# Homework for Regression

In **Part 0** we will download Boston housing dataset, which will be used for Part 1 and Part 2 of this homework. 

In **Part 1** (20 points) we will implement single variable linear regression. These formulas are derived and presented in Lecture 7, slide 10. You may only use functions from the Numpy library. You may NOT use any prebuilt linear regression functions available in scikit-learn, scipy, statsmodels, glm, lm, caret, or any other library. Doing so will result in a **0 score** for Part 1. If in doubt, feel free to clarify what library is allowed (and what is not) via Slack. 

In **Part 2** (20 points) we will implement multiple variable linear regression. These formulas are derived and presented in Lecture 7, slide 16-18. You may only use functions from the Numpy library. You may NOT use any prebuilt linear regression functions available in scikit-learn, scipy, statsmodels, glm, lm, caret, or any other library. Doing so will result in a **0 score** for Part 2. If in doubt, feel free to clarify what library is allowed (and what is not) via Slack. 

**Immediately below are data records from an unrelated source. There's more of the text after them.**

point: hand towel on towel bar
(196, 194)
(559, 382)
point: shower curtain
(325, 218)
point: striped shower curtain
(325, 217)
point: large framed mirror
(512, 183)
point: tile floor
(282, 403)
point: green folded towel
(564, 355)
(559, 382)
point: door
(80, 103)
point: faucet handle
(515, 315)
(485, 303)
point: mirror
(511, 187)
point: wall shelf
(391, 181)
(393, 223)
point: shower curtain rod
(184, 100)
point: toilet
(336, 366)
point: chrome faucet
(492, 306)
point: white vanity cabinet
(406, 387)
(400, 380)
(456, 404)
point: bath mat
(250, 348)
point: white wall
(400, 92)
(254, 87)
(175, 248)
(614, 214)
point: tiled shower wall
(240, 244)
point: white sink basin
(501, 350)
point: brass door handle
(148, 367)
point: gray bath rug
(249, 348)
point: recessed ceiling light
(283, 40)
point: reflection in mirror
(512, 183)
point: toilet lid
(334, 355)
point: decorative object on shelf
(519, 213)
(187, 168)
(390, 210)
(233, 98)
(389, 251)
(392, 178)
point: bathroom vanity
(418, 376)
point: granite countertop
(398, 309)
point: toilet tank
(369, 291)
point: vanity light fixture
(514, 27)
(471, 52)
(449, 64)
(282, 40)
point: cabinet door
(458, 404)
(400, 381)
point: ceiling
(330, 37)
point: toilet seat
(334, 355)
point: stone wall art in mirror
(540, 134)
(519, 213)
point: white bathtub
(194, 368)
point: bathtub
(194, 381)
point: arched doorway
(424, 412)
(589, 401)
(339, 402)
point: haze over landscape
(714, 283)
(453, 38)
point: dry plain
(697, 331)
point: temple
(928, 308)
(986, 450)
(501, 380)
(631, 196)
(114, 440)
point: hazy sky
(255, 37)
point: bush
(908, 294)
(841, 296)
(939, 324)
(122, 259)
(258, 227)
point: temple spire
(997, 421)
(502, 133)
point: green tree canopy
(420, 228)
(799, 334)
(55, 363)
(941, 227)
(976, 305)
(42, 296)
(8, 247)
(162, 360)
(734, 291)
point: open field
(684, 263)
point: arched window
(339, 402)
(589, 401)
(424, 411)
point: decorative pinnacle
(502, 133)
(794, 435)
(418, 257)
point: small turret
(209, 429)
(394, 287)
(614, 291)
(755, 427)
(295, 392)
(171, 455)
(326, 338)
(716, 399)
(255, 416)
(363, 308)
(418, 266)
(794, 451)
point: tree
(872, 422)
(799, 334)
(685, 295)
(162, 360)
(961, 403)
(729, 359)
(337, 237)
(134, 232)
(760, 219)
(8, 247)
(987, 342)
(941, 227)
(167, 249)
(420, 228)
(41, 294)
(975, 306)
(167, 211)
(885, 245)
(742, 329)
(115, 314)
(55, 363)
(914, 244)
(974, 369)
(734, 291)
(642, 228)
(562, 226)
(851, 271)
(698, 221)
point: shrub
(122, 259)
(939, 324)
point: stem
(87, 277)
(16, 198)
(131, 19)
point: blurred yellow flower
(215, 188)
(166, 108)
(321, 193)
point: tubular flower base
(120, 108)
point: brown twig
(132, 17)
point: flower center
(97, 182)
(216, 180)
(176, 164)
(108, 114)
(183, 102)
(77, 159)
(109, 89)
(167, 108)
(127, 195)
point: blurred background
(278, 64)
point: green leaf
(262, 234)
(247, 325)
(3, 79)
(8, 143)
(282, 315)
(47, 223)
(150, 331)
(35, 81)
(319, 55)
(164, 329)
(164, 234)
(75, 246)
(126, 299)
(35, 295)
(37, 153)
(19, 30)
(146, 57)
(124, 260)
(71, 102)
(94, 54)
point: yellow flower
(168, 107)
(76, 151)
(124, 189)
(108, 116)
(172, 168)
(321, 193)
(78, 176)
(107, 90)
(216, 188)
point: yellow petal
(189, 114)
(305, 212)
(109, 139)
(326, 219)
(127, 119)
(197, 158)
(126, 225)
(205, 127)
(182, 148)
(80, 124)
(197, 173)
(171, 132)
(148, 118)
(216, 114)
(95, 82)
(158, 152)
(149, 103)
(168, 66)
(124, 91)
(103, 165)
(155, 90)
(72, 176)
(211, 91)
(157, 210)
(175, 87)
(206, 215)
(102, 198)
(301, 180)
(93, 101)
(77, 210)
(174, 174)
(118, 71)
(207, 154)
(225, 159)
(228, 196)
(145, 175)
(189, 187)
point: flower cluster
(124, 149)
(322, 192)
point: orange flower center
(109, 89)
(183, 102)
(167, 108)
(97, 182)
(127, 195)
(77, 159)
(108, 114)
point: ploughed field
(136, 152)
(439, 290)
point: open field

In **Part 3** (60 points) we will explore different use cases for multiple variable linear regression. **R** is recommended for coding, but **Python** will also be accepted. 

# **Part 0**
Load Boston housing dataset.

In [38]:
from sklearn import datasets
import pandas as pd

data = datasets.load_boston()
df = pd.DataFrame(data.data, columns=data.feature_names)
df['MEDV'] = data.target
df.head()

# Boston House Prices dataset
# ===========================

# Notes
# ------
# Data Set Characteristics:  

#     :Number of Instances: 506 

#     :Number of Attributes: 13 numeric/categorical predictive
    
#     :Median Value (attribute 14) is usually the target

#     :Attribute Information (in order):
#         - CRIM     per capita crime rate by town
#         - ZN       proportion of residential land zoned for lots over 25,000 sq.ft.
#         - INDUS    proportion of non-retail business acres per town
#         - CHAS     Charles River dummy variable (= 1 if tract bounds river; 0 otherwise)
#         - NOX      nitric oxides concentration (parts per 10 million)
#         - RM       average number of rooms per dwelling
#         - AGE      proportion of owner-occupied units built prior to 1940
#         - DIS      weighted distances to five Boston employment centres
#         - RAD      index of accessibility to radial highways
#         - TAX      full-value property-tax rate per $10,000
#         - PTRATIO  pupil-teacher ratio by town
#         - B        1000(Bk - 0.63)^2 where Bk is the proportion of blacks by town
#         - LSTAT    % lower status of the population
#         - MEDV     Median value of owner-occupied homes in $1000's

#     :Missing Attribute Values: None

#     :Creator: Harrison, D. and Rubinfeld, D.L.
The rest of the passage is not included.